A quoi l'un d'eux répondit :
- Ça vaudra mieux que d'être prisonnier! Et aucun ne quitta les rangs.
Il fit alors distribuer des cartouches et des armes nouveau modèle, puis alla à la recherche du Ct Caillot qu'il ne put rencontrer.

Le temps pressait, les minutes étaient précieuses, aussi la petite troupe se mit en route sur Neuf-Mesnil dominant la cuvette de Hautmont entre 8 heures et 9 heures du matin, le lundi 7 septembre, elle comptait un effectif de 300 hommes.
Le Commandant envoya des bicyclistes en reconnaissance et alla seul sur la route de La Longueville voir l'aspect de la région qu'il ne connaissait pas. A quelques kilomètres de là, il trouva le bois des Hoyaux et rencontra quelques artilleurs revenant sur Hautmont et qui étaient exténués. Le capitaine Parasol qui les commandait, était grièvement blessé ayant rencontré l'ennemi près de la forêt de Mormal, il ne tarda pas à mourir, et ses hommes suivirent le Ct Charlier.
Au fur et à mesure qu'ils approchaient de Feignies, ils rencontraient de plus en plus d'isolés. Ils y arrivèrent vers midi. La petite troupe put alors se ravitailler, car elle n'avait rien pris depuis vingt-quatre heures. Le Commandant mit un peu d'ordre dans les nouveaux éléments recrutés en cours de route.

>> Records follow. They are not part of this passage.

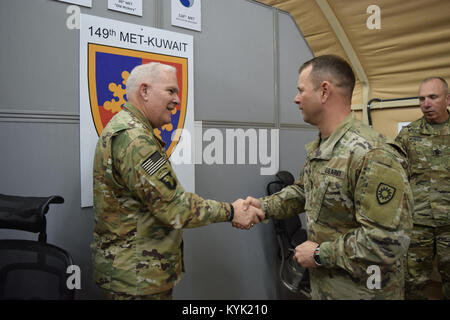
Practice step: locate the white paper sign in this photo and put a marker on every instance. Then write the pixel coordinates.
(109, 50)
(127, 6)
(187, 14)
(84, 3)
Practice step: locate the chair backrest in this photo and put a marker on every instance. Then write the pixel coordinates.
(26, 213)
(31, 269)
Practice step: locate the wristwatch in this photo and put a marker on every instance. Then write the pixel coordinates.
(317, 256)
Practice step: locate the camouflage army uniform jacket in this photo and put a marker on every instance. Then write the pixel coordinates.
(428, 152)
(358, 204)
(140, 209)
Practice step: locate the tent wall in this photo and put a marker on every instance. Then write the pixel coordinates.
(246, 62)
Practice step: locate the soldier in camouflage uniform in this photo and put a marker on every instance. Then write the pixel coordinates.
(354, 190)
(427, 143)
(140, 207)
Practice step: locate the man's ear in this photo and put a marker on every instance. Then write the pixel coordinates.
(324, 91)
(144, 91)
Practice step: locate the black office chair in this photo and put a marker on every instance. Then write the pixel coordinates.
(31, 269)
(290, 234)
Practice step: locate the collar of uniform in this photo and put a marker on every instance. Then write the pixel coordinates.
(426, 128)
(136, 113)
(324, 150)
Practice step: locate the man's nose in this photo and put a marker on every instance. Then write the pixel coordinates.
(177, 100)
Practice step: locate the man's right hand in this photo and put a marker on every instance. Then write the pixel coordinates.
(247, 213)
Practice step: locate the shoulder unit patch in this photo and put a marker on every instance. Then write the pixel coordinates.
(153, 163)
(385, 193)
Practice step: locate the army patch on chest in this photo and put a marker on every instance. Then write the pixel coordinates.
(414, 138)
(333, 172)
(153, 163)
(169, 181)
(385, 193)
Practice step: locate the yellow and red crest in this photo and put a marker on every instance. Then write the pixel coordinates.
(109, 68)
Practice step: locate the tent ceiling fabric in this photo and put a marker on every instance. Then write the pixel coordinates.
(412, 44)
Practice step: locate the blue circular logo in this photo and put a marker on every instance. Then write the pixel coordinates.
(187, 3)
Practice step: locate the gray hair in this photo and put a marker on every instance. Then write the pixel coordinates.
(442, 80)
(333, 66)
(145, 72)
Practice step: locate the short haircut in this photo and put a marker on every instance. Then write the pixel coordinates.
(444, 83)
(324, 67)
(145, 72)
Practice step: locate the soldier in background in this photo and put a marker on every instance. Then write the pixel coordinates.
(140, 207)
(427, 143)
(354, 190)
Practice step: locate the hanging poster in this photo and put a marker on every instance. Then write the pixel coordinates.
(109, 50)
(187, 14)
(126, 6)
(84, 3)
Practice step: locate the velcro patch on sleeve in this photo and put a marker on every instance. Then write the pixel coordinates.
(153, 163)
(381, 200)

La chaleur était écrasante, à la sortie du village il rencontra un détachement de soixante-sept fantassins du 145e conduits par deux sergents qui se trouvaient séparés de leur bataillon par suite de la destruction d'un pont que l'on avait fait sauter.
Les hommes confirmèrent que le drapeau blanc avait été hissé sur Maubeuge et que la sonnerie " Cessez le feu " avait retenti. Il leur fit les mêmes recommandations qu'à ses hommes et après s'être concertés revinrent cinq minutes après, lui dire simplement: " Nous partons avec vous ".

La moitié de ces fantassins prit la tête du détachement, l'antre moitié marcha derrière la colonne. Le Ct Charlier se dirigea ainsi vers le bois de la Lasnière ayant comme objectif Lille, mais avant de partir tous regardaient Maubeuge les larmes dans les yeux.

C'est bien sur cette petite troupe que les uhlans tiraient lorsque je [René Delame, l'auteur] fus arrêté et fouillé à Tasnières-sur-Hon avec M. Gravis et l'infirmière Cheval. Peut-être notre présence a-t-elle fait diversion et a-t-elle permis au Ct Charlier de franchir la route avec ses hommes pendant que l'officier examinait mes papiers.
L'intention du Ct Charlier était de gagner le plus rapidement possible un couvert afin de dissimuler sa marche en se dirigeant sur Malplaquet que les renseignements des cyclistes représentaient comme le plus faiblement défendu et ensuite profiter de la nuit pour avancer le plus rapidement possible sur Lille à marches forcées.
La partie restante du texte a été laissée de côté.